A 50-year-old man, skin phototype iii, with no past medical history of interest and with no personal or family history of melanoma, was seen in dermatology outpatients for a lesion that had arisen a year earlier on the auricle of his right ear. After treatment with salicylic acid as if it were a wart, the lesion initially disappeared, but subsequently returned. Dermatologic examination revealed an erythematous nodular lesion measuring 0.5cm in diameter on the lower third of the auricle of the right ear (Fig. 1). Dermoscopy did not suggest a melanocytic lesion, and there were no palpable regional cervical lymph nodes. The lesion was excised and histopathology reported a well-defined polypoid lesion that, at low magnification, appeared to be a benign lesion; however, at higher magnification, a melanocytic lesion with cytologic atypia and mitoses was observed, with a lack of deep maturation. Pagetoid spread and lymphatic invasion were also observed (Fig. 2). Immunohistochemistry was positive for S100 and melan A and negative for HMB45 and p16, and a high Ki-67 cell proliferation index was also observed (Fig. 2).
Based on these findings, the patient was diagnosed with nevoid melanoma of 0.7cm diameter, Clark level v and a Breslow thickness of 6.11mm, with up to 3 mitoses per mm.2 No ulceration, lymphocytic response, signs of regression, or perineural invasion were present.
Positron emission tomography-computed tomography was performed, showing no viable tumor tissue with affinity for 18F-FDG. Widening of the surgical margins to 2cm and selective sentinel lymph node biopsy (SLNB) were performed. After widening, the margins were free of tumor and the SLNB was negative. The patient was therefore diagnosed with melanoma stage T4b, N0, M0.
Nevoid melanoma, described by Schmoeckel et al.1 in 1985, is a lesion with characteristics similar to a benign nevus (symmetrical, dome-shaped lesion with cells that apparently mature). The main differential diagnosis is with intradermal melanocytic nevus (IDMN), and up to 50% of cases are referred for a suspected benign lesion.2 Histologically, nevoid melanoma is differentiated from IDMN because IDMN does not present cytologic atypia, mitoses, pagetoid spread, lymphovascular invasion, or lack of deep maturation. Immunohistochemistry is very similar and cannot be used to differentiate between these 2 diseases. HMB-45 is positive in 80% to 86% of melanomas, but was negative in our patient. Loss of p16, as was found in our patient, correlates with aggressiveness and metastases.3
Regarding malignant lesions, nodular melanoma is a densely cellular, nodular tumor, with intense cytologic atypia, mitoses, and an absence of the radial growth phase. Signs of IDMN are almost always present in melanoma on nevus, and immunohistochemistry can help in such cases, as the expression of HMB-45 and Ki-67, which characterize the superficial region of IDMN, is lost in nevoid melanoma.

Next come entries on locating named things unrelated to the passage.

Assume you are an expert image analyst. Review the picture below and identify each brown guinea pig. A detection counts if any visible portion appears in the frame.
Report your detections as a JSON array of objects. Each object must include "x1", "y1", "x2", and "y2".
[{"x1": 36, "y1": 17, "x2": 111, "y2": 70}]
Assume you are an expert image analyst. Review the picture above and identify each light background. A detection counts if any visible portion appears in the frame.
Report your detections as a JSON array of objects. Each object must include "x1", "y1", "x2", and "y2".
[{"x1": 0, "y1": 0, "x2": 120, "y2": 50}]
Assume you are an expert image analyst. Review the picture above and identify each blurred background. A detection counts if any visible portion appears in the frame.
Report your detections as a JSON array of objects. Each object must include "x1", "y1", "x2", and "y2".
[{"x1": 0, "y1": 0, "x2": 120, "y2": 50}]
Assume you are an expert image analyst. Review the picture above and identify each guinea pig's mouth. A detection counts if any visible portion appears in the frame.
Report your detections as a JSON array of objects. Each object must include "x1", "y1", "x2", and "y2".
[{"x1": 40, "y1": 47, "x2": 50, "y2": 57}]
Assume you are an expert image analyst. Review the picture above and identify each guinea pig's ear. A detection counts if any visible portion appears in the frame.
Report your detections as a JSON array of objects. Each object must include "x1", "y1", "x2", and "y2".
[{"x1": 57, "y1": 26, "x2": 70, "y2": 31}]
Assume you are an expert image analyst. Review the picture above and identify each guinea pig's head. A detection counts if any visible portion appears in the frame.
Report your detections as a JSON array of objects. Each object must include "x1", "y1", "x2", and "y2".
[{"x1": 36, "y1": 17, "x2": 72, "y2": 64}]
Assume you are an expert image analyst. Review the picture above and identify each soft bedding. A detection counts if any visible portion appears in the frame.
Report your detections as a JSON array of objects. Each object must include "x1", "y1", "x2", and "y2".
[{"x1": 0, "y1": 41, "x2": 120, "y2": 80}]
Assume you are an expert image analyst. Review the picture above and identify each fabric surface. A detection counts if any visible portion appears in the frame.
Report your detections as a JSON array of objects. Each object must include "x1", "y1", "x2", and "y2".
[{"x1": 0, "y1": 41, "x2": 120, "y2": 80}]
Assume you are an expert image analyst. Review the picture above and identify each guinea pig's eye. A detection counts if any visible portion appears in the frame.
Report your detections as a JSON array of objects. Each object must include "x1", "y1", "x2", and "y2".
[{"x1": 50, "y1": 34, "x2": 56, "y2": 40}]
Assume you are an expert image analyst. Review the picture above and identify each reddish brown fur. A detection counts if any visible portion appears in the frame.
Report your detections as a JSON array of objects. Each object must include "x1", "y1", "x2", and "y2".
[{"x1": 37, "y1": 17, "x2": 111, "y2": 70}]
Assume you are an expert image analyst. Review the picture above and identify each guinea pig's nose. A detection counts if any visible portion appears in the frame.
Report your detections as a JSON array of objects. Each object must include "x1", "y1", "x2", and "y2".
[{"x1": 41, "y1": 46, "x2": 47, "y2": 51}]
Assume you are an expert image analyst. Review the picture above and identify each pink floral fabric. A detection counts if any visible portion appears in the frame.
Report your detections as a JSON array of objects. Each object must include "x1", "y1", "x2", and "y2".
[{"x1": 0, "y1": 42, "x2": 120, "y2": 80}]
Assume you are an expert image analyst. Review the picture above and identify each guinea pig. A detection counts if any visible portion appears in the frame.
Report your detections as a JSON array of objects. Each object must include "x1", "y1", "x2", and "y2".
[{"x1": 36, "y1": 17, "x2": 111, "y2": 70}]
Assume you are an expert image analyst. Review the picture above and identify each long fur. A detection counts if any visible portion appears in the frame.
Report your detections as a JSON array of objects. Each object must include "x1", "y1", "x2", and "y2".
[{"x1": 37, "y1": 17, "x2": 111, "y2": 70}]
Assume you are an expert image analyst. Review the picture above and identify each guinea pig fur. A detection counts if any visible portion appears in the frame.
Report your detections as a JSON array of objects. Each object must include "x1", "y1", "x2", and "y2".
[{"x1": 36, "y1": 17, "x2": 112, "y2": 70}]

In minimal deviation melanoma, cell organization in the dermis facilitates differentiation, as the growth pattern is expansive and displaces adjacent structures, and remnants of the preexisting nevus, whether a Spitz nevus, congenital nevus, or blue nevus, almost always persist.3,4
Nevoid melanoma is very rare, accounting for between 0.5%5 and 2.3% of cases. It is more common in men, with a mean age at presentation of 57 years, and tends to arise on the back and limbs.6 The largest series, with 43 patients, was published in 2015 by Idriss et al.7 Those authors described 2 architectural patterns (plaque and polypoid) and stated that 81% of cases of nevoid melanoma presented nests arranged in a parallel theque pattern in the basal layer of the tumor, which could aid diagnosis. Genetic techniques including fluorescent in situ hybridization and comparative genomic hybridization (CGH) have been shown to be useful in the differentiation between melanoma and melanocytic nevus. In that study, CGH detected genetic changes in 7 of the 8 cases in which the test was performed.
Nevoid melanomas appear to carry a poorer prognosis than other types described in the different series, with metastasis rates of 15% to 37.5% and a mortality of between 25% and 37.5% (series by Schmoeckel et al.1 and series by Idriss et al.7). In our patient, SLNB was performed despite the site being on the head and neck, which can make the technique more difficult, and, in accordance with the melanoma committee, local radiotherapy was administered.
Conflicts of InterestThe authors declare that they have no conflicts of interest.